LAS VEGAS (KLAS) — They say that good fences make good neighbors, but apparently the kind of fence is just as important to horse owners who live along the border of the new Tule Springs Fossil Beds National Monument.

An informational meeting Thursday night about how to make suggestions for the budding park bogged down in a debate about the National Park Service’s fence design. The meeting played out at the Clark County Shooting Complex at the north end of Decatur Boulevard, with a handful of vocal residents sitting alongside volunteers from a group called Protectors of Tule Springs.

Longtime area residents complained that their access to favorite riding trails is being lost as fencing goes up to try to keep ATV and motorcycle riders out of sensitive areas. The park was created to preserve fossils, including mammoths, ancient camels, saber-toothed cats, dire wolves, ground sloths, bison, North American lions — and horses. And now, as the park service looks ahead to recreational and educational uses of the monument, horses are a big part of the discussion.

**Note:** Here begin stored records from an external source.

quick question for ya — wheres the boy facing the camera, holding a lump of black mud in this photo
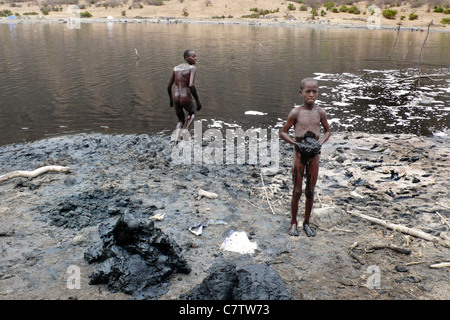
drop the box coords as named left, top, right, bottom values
left=280, top=78, right=331, bottom=237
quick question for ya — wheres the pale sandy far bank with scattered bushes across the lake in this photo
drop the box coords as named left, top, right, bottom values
left=0, top=0, right=450, bottom=33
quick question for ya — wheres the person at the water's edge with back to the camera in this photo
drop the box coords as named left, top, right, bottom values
left=167, top=50, right=202, bottom=147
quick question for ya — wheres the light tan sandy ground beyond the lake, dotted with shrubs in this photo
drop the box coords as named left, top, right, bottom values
left=0, top=0, right=448, bottom=31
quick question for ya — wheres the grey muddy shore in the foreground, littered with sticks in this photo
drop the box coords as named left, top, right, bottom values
left=0, top=132, right=450, bottom=300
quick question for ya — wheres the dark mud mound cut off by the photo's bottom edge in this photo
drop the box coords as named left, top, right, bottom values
left=180, top=261, right=292, bottom=300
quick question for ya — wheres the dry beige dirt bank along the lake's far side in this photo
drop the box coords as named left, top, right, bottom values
left=0, top=0, right=448, bottom=32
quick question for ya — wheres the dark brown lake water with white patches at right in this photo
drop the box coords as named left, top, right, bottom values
left=0, top=23, right=450, bottom=145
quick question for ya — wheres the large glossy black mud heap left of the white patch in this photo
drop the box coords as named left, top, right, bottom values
left=85, top=212, right=191, bottom=299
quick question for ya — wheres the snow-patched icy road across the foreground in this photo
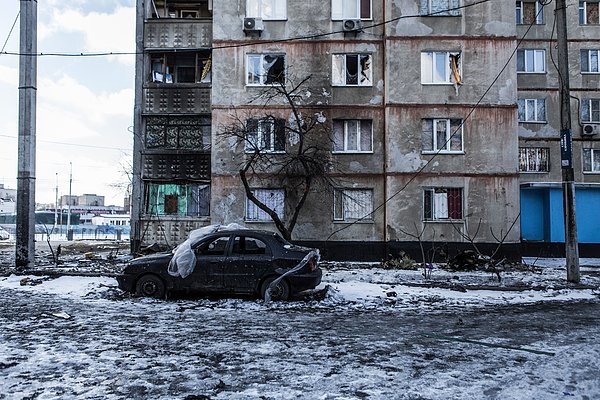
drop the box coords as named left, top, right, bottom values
left=0, top=289, right=600, bottom=400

Post-and-cable fences used by the park service for decades are an important part of preserving the fossils now, but residents say they aren’t safe around horses. Many of the fences were originally put in place by the Bureau of Land Management before the national monument even existed.

If a horse bolts, the fences aren’t that easy to see — which can result in severe injuries to the horse and danger to the rider. It has happened already, according to people who were at Thursday’s meeting. They say the park should use chain link fences to keep ATVs out.

But representatives of the park service said chain link fences are often cut, opening the way for motorized vehicles and trash dumping.

Accusations leveled at park managers amped up at that point, with residents looking to cast blame. Protectors of Tule Springs volunteers tried to diffuse the conflict by inviting residents to use established channels to provide input to monument staff, and to volunteer for patrol units.

Volunteers and monument officials emphasized that the meeting was set up to get public input. To comment as the “General Management Plan” is devised, submit your feedback on this webpage. A draft of the plan is due early next year, with final approval in the spring of 2024.

More information about the park is available in a recent newsletter:

The national monument covers 22,650 acres in the north valley, stretching along the upper Las Vegas Wash. The Park Service knows it has a lot of work ahead as the valley continues to fill up and housing developments continue to expand along U.S. 95., including housing that’s currently under construction at the exit for Mt. Charleston.

But Thursday’s meeting pointed to more pressing problems presented by people who have lived next to the site for years. As officials tried to move on to other topics they needed to cover in the two-hour meeting, it was clear that the argument wasn’t over — at least, not as far as horse owners were concerned.